Leveraging Hope to Launch Resilient Leaders

In last week’s blog, I discussed the fact that July is National Minority Mental Health month.  This week, I would like to share in more detail about one of the most commonly diagnosed mental conditions, which is Major Depressive Disorder, also known as depression.  While most persons with depression find that their symptoms respond fairly well to psychotherapy and/or antidepressant medication, many Blacks in my clinical experience take years before they seek professional treatment.  For one thing, many in our community do not truly believe that depression is a true phenomenon.  Persons who exhibit these symptoms are often described as lazy, avoidant, attention-seeking, or just needing to “get herself together.”  We attribute the weight gain or loss that can occur with depression as just an inevitable change in life.  At other times, some persons feel great shame in seeking help.  Perhaps they’ve been told that building more faith or a stronger prayer life can bring about healing.  They may be warned by family members not to “air dirty laundry” or share family business with strangers.  Many of us don’t understand the degree to which depression can be in our family history, and thus we are exposed to greater risk, through no fault of our own.
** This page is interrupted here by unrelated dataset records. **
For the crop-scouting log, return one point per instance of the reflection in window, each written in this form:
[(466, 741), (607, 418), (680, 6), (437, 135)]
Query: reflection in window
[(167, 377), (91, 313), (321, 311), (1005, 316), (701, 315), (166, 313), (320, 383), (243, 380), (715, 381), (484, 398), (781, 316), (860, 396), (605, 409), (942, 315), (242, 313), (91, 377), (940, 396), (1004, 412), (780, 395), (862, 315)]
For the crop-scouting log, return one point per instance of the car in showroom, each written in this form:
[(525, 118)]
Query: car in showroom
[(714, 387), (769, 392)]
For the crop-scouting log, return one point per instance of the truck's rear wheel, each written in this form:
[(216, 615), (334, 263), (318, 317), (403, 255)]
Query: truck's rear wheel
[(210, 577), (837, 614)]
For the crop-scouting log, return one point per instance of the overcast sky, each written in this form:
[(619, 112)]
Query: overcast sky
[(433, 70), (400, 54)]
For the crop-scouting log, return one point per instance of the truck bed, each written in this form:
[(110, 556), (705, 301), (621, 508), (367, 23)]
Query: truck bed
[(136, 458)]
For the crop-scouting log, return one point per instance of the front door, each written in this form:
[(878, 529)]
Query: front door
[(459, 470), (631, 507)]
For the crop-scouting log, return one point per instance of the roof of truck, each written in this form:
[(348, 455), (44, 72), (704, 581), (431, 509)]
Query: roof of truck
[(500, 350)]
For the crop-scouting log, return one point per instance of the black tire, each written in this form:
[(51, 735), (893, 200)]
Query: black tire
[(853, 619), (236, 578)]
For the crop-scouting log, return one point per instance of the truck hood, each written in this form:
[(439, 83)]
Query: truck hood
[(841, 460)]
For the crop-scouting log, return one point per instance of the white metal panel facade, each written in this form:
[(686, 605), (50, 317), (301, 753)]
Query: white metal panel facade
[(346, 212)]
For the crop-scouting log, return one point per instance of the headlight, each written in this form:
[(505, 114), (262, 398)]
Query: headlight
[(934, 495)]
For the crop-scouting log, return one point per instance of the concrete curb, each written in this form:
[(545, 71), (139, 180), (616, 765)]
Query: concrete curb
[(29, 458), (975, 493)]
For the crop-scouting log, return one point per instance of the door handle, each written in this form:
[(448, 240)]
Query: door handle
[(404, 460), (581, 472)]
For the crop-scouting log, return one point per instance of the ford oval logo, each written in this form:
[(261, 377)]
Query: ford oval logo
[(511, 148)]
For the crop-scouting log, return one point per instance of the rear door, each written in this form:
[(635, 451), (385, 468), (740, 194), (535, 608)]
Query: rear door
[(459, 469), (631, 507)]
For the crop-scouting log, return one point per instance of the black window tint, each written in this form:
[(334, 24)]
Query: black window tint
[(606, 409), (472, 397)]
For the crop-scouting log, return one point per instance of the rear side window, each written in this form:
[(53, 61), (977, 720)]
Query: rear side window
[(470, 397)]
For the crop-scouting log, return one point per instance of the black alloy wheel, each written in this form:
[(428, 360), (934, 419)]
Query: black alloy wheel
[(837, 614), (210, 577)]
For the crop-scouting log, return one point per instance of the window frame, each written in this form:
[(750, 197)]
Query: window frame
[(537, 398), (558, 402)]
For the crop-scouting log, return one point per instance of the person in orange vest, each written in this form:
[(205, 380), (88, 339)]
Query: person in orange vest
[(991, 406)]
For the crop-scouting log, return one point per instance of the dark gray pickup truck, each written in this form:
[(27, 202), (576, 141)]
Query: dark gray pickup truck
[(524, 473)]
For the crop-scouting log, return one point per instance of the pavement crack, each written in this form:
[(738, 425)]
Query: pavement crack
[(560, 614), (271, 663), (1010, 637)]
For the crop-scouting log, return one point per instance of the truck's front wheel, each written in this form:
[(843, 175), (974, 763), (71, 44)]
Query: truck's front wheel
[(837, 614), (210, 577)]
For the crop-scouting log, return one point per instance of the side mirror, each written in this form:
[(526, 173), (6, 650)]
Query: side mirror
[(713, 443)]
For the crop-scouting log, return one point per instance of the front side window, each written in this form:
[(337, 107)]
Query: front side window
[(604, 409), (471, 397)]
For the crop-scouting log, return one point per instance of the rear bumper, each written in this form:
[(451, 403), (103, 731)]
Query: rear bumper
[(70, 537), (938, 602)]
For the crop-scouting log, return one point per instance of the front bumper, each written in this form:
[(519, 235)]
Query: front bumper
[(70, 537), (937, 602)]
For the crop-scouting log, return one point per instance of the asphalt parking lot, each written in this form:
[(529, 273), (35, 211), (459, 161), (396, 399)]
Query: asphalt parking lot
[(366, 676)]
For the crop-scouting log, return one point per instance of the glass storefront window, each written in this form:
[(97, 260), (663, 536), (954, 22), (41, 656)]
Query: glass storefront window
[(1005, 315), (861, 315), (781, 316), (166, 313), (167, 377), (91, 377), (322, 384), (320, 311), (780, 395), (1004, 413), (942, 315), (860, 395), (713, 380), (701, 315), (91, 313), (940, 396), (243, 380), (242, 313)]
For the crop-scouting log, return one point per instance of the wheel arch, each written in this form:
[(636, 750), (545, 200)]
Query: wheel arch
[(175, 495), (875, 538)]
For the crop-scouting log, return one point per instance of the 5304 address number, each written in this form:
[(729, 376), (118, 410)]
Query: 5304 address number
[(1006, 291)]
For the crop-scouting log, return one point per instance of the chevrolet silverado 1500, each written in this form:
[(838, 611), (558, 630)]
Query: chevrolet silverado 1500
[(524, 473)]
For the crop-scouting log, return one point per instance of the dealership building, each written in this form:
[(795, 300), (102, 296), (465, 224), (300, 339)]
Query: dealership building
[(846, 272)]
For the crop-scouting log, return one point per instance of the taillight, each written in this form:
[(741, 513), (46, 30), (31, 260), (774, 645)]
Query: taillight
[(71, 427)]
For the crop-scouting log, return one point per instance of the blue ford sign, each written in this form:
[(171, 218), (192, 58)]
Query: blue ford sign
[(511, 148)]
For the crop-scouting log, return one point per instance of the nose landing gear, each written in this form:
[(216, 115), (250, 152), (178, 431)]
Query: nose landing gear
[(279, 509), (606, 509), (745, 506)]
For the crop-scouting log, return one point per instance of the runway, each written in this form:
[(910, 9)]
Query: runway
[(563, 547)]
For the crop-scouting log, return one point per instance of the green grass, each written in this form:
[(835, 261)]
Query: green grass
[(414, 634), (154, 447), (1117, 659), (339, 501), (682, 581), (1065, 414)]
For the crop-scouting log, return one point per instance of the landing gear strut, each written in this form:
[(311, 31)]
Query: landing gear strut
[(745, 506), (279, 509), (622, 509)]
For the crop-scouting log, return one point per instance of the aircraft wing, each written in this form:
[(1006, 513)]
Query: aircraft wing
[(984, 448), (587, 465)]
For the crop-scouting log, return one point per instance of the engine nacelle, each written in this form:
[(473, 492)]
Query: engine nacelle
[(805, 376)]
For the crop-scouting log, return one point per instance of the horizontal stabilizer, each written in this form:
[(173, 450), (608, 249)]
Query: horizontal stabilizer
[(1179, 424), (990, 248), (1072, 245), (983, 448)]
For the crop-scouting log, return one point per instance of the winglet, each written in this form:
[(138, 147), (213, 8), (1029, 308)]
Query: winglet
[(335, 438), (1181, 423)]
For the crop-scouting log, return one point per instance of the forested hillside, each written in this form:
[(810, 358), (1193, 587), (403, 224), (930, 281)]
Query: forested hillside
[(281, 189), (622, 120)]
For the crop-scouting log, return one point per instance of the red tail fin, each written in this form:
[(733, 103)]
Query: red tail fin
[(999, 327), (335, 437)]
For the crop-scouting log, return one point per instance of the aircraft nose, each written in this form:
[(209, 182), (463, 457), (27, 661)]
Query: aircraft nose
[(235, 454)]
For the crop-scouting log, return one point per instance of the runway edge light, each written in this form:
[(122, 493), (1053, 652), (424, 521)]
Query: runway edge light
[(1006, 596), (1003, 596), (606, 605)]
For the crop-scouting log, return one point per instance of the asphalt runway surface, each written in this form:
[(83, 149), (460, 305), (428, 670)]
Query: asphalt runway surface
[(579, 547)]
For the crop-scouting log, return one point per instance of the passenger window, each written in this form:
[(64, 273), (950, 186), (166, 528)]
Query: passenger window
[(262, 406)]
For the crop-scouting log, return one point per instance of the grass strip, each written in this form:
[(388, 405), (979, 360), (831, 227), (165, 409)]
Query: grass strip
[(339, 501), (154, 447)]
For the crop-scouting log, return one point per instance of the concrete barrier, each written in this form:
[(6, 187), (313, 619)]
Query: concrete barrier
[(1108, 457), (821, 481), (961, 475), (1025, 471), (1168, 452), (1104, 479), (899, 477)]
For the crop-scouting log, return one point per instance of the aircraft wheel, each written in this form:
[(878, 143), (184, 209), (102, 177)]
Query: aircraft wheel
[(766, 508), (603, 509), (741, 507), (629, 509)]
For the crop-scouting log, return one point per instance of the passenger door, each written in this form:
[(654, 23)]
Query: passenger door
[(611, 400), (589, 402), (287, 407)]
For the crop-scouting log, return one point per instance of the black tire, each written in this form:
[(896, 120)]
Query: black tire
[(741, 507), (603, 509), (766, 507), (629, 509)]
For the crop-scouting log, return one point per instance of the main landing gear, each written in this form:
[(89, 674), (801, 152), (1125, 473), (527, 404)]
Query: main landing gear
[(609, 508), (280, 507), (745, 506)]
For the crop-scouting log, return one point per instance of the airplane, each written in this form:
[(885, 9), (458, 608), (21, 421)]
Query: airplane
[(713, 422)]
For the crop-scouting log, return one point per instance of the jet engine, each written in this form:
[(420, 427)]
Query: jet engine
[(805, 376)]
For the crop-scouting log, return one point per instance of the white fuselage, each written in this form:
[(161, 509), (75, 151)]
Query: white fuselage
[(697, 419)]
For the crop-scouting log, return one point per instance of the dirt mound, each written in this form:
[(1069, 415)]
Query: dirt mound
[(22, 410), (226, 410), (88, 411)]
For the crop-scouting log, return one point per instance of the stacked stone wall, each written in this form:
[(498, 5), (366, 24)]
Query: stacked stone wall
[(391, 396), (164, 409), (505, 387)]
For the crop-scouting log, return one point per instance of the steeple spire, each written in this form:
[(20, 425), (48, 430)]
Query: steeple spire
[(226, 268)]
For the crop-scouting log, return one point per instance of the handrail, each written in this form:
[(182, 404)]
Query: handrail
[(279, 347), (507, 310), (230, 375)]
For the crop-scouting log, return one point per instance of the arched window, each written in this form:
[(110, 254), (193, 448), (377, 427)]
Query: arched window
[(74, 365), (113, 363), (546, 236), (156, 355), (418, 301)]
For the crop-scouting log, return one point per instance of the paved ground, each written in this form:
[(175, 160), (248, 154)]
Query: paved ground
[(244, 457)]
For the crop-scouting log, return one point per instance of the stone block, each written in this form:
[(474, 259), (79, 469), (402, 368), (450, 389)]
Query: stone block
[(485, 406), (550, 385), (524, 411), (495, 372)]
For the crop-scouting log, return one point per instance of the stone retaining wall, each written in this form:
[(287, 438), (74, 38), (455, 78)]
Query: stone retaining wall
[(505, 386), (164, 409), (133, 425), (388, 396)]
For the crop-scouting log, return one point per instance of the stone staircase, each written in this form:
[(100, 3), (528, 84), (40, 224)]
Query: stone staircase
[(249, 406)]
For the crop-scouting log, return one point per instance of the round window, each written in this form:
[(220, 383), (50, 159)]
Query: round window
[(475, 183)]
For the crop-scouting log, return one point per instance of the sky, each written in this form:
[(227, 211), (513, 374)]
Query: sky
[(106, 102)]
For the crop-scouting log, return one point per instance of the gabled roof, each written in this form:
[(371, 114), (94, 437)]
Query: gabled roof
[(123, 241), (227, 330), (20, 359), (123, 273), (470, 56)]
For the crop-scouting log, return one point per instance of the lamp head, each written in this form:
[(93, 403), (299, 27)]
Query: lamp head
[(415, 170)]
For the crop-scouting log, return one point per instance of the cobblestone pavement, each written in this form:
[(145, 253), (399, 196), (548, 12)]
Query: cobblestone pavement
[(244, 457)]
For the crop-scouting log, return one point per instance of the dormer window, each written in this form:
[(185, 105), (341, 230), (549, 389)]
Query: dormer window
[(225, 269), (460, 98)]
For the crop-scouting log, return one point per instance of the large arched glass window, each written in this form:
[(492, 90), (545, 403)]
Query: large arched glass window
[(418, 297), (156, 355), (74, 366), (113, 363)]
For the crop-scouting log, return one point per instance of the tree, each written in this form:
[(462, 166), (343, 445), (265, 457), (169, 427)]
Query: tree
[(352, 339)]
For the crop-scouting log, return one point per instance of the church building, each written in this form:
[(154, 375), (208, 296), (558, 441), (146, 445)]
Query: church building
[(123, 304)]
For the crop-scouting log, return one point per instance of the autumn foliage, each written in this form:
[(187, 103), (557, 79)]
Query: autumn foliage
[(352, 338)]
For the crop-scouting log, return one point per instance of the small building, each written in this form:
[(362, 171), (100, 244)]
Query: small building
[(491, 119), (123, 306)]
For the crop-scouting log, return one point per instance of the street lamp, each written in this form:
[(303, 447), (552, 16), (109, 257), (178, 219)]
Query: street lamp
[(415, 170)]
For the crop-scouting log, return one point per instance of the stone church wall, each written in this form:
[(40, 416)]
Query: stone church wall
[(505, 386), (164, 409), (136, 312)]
The good news, though, is when we do finally decide that life can be better, and make up our minds that it’s time to get help, treatment can make a significant difference in our quality of life.  Depending on how intense our mood challenges are, we may benefit from following a prescribed regimen of antidepressant medication.  Many options are available on the market, and although many primary care providers (PCPs) can provide a prescription, it is often helpful to see a psychiatrist who has expertise in antidepressants and other types of psychotropic medications and can facilitate your transition to the most effective option for you while minimizing side effects.  Your first visit will probably include a psychiatric evaluation, where the psychiatrist will ask about your symptoms, your personal and family medical history, and your preferences.  Your subsequent visits will probably be shorter medication management visits, where your psychiatrist will evaluate the effectiveness of your medication and make any needed changes to your dosage, or perhaps change you to a different medication altogether if needed.  Some medications require long-term maintenance to properly manage your symptoms, while other medications may be taken on a shorter-term basis.  Be sure to speak openly with your psychiatrist at the initial evaluation if you have concerns about the longevity of your pharmacological treatment.

Although persons of color are more likely to avoid antidepressant medication, we seem to show fewer discrepancies when it comes to other types of medications for physical conditions such as diabetes or hypertension. How can we resolve this split or dichotomy in our behavior? In addition to bringing greater awareness to these differences, we can also note the many successes that our loved ones may have achieved with medication.  If it greatly enhances quality of life and side effects can be kept to a minimum, medication for depression or any other mental disorder is worth considering.